We are pleased to announce that Columbia University Medical Center professors Oliver Hobert, Richard Mann, and Rodney Rothstein have been named to interdisciplinary appointments in the Department of Systems Biology. The addition of this new expertise will expand the breadth of science currently being explored in the Department, enhance educational opportunities for students, facilitate new collaborations, and promote the integration of systems biology perspectives and methods into research being conducted elsewhere in the university.

Oliver HobertOliver Hobert is a professor in the Department of Biochemistry and Molecular Biophysics and an investigator of the Howard Hughes Medical Institute. His lab investigates how molecular regulatory mechanisms generate the enormous diversity of cell types found in the nervous system. Using C. elegans as a model system, his team revealed a core regulatory mechanism that controls the formation of neuronal identity in several different neuron types, and demonstrated that it is conserved in chordates. These insights have enabled them to reprogram the identities of cells into specific neuron types. Other interests in his lab include the origins of asymmetrical neuronal differentiation along the left/right axis, the molecular mechanisms of neural system plasticity, and the conservation and evolution of neuronal gene expression programs. His lab has also developed a number of tools to analyze whole genome sequence data.

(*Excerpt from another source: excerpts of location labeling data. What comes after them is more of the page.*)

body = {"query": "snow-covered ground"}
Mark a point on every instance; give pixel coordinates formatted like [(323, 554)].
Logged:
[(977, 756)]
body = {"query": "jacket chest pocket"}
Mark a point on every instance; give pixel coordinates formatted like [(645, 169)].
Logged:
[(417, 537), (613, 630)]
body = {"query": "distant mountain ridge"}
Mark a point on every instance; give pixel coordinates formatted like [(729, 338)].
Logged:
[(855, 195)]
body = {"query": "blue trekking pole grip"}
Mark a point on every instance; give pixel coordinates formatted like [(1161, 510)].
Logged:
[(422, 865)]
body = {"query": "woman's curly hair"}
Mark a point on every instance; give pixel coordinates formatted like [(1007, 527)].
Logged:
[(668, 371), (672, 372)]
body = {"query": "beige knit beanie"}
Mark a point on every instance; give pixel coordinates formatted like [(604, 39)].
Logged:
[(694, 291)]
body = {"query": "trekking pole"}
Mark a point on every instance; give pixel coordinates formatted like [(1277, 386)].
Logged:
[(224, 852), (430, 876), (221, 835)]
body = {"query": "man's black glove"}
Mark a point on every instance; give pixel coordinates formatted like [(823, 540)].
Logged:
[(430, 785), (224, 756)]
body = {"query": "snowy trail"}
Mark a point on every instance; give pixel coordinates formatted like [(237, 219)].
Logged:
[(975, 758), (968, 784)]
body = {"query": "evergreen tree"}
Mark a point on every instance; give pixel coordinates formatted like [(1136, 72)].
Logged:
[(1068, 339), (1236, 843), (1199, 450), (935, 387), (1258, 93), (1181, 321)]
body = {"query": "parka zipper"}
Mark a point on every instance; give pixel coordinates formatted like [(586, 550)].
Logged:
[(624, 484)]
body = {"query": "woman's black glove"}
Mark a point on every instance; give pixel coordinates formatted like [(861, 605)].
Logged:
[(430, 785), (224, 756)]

Richard MannRichard Mann is the Higgins Professor of Biochemistry and Molecular Biophysics. He uses the fruit fly Drosophila melanogaster as a model system for studying a range of problems related to how transcription factors coordinate complex processes during animal development. The lab is particularly interested in the Hox family of homeodomain genes, which code for transcription factors that specifiy tissue and cellular identities across the animal kingdom. Their studies have focused on motor neuron differentiation in the fly leg, the development of the proximal-distal axis in leg development, and the regulation of tissue growth and organ size. In collaborations with Barry Honig and Harmen Bussemaker, the Mann Lab is also developing novel computational tools to discover transcriptional regulatory regions and analyze DNA binding specificities on a global scale.

Rodney RothsteinRodney Rothstein is a widely recognized expert in yeast genetics, and has maintained a particular interest in utilizing the budding yeast Saccharomyces cerevisiae as a model system. Early in his career he pioneered the use of recombination to alter genomes, and has since applied such approaches to isolate genes involved in the maintenance of genome stability. His recent work has focused on genes involved in preserving genome stability in response to aberrations such as double-strand breaks in DNA, and on checkpoints that monitor the progression of cellular processes through the cell cycle. He has also been developing integrative methods that use prior information to elicit more accurate and reliable results from high-throughput screening experiments. He is a professor in the Department of Genetics and Development.